One-Pan Pineapple Chicken Rice (Printable)

A vibrant baked dish combining pineapple, chicken thighs, and aromatic spices for a delightful family dinner.

# What You’ll Need:

→ Meats

01 - 4 boneless, skinless chicken thighs (about 1.3 lbs)

→ Rice & Grains

02 - 1 cup long-grain white rice, rinsed

→ Vegetables & Fruit

03 - 1 cup pineapple chunks, fresh or canned and drained
04 - 1 red bell pepper, diced
05 - 1 small onion, finely chopped
06 - 2 cloves garlic, minced

→ Liquids

07 - 2 cups low-sodium chicken broth
08 - 2 tablespoons soy sauce, or gluten-free alternative
09 - 1 tablespoon olive oil

→ Spices & Seasonings

10 - 1 teaspoon smoked paprika
11 - 1/2 teaspoon ground black pepper
12 - 1/2 teaspoon salt
13 - 1/4 teaspoon chili flakes, optional

→ Garnish

14 - 2 tablespoons fresh cilantro, chopped
15 - Lime wedges for serving

# Directions:

01 - Preheat the oven to 375°F.
02 - Heat olive oil in a large oven-safe skillet over medium heat. Add onion and bell pepper, sautéing for 3 to 4 minutes until softened. Add minced garlic and cook for 1 minute more.
03 - Stir in rinsed rice, smoked paprika, salt, black pepper, and chili flakes if using. Sauté for 1 minute to coat the rice evenly.
04 - Add pineapple chunks to the pan and spread the mixture evenly across the bottom.
05 - Pour in chicken broth and soy sauce, stirring gently to combine with the rice mixture.
06 - Nestle chicken thighs on top of the rice mixture in an even layer. Sprinkle with additional salt and pepper to taste.
07 - Cover the skillet tightly with aluminum foil or an oven-safe lid. Bake for 30 minutes.
08 - Remove the cover and continue baking for 15 minutes, or until the chicken reaches an internal temperature of 165°F and the rice is tender.
09 - Allow the dish to rest for 5 minutes.

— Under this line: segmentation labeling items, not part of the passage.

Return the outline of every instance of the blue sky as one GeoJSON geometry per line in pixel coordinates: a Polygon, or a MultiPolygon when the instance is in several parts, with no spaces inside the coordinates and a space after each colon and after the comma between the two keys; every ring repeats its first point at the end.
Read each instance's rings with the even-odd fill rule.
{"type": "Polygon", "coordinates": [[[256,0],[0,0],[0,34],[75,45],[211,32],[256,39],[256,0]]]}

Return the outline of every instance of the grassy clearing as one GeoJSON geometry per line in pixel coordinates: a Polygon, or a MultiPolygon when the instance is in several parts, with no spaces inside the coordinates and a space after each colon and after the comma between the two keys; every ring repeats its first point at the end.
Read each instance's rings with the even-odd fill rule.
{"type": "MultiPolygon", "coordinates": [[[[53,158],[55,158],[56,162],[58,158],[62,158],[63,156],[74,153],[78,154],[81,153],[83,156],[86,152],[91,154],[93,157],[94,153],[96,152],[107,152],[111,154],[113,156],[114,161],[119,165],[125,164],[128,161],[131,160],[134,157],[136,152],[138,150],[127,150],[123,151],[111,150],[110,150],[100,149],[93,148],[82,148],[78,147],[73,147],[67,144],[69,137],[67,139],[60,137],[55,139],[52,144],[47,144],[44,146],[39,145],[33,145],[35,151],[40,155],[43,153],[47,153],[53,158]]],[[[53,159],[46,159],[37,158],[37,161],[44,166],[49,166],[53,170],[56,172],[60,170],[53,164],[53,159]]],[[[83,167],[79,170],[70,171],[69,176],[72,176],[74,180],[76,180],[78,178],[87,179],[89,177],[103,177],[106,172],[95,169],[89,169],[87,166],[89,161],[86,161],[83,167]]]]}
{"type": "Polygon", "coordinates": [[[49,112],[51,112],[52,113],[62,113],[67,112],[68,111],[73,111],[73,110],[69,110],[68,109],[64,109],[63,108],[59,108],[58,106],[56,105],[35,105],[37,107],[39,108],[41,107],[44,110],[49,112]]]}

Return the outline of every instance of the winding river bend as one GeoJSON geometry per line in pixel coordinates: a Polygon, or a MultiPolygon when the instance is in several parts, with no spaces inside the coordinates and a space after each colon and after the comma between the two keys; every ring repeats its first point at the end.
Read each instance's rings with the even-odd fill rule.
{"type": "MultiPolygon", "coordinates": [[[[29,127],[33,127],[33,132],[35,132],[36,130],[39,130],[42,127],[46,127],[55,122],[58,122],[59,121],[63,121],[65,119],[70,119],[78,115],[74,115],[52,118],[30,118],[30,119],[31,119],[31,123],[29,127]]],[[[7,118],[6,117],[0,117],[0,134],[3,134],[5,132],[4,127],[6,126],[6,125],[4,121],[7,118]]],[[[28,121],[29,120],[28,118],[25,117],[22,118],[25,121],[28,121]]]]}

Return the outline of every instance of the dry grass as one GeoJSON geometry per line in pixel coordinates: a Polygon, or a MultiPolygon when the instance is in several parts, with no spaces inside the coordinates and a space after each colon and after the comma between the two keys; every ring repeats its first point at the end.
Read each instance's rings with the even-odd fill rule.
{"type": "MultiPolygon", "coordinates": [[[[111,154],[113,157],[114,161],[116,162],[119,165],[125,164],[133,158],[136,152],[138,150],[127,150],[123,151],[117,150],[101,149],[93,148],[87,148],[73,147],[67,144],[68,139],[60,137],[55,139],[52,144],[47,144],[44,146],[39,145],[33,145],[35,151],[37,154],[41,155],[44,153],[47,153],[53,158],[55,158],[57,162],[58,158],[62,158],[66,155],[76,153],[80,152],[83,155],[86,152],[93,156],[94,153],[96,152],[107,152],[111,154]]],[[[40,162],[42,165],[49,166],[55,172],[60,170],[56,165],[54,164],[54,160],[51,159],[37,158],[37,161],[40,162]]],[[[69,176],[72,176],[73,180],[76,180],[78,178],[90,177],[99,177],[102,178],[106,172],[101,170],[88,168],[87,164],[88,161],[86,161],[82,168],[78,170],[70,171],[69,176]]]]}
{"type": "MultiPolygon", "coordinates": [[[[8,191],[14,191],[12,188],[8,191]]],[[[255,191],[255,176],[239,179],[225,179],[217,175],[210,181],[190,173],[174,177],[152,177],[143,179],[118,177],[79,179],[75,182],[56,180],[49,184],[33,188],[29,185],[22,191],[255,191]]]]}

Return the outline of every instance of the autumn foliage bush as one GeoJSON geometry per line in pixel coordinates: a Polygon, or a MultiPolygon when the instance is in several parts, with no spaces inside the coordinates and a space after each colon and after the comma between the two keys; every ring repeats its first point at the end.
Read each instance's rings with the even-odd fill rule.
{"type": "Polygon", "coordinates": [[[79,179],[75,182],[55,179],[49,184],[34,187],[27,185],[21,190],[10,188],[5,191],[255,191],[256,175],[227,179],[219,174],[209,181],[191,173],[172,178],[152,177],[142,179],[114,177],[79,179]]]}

Garnish with fresh cilantro and serve with lime wedges on the side.

# Expert Tips:

01 -
  • Everything cooks in one pan, which means less dishes staring at you after dinner.
  • The pineapple caramelizes slightly in the oven and makes the rice taste subtly sweet without any added sugar.
  • Chicken thighs stay incredibly moist and forgiving, unlike breasts which can dry out if you blink wrong.
  • It's naturally dairy-free but tastes indulgent and restaurant-quality.
02 -
  • Don't skip draining canned pineapple thoroughly; I learned this the hard way when I ended up with gummy rice that tasted more like pineapple soup than a cohesive dish.
  • The chicken thighs must stay on top of the rice mixture and not get buried, otherwise they won't brown properly and the texture suffers.
  • Resist the urge to stir everything together after the first 30 minutes—the buried rice at the bottom develops a beautiful subtle crust that adds texture and flavor complexity.
03 -
  • Don't use a cast iron skillet unless you've lined it with parchment; the soy sauce can react with the iron and create an off taste over time.
  • If your oven tends to cook hotter than others, start checking the rice and chicken around the 40-minute mark so nothing gets overdone.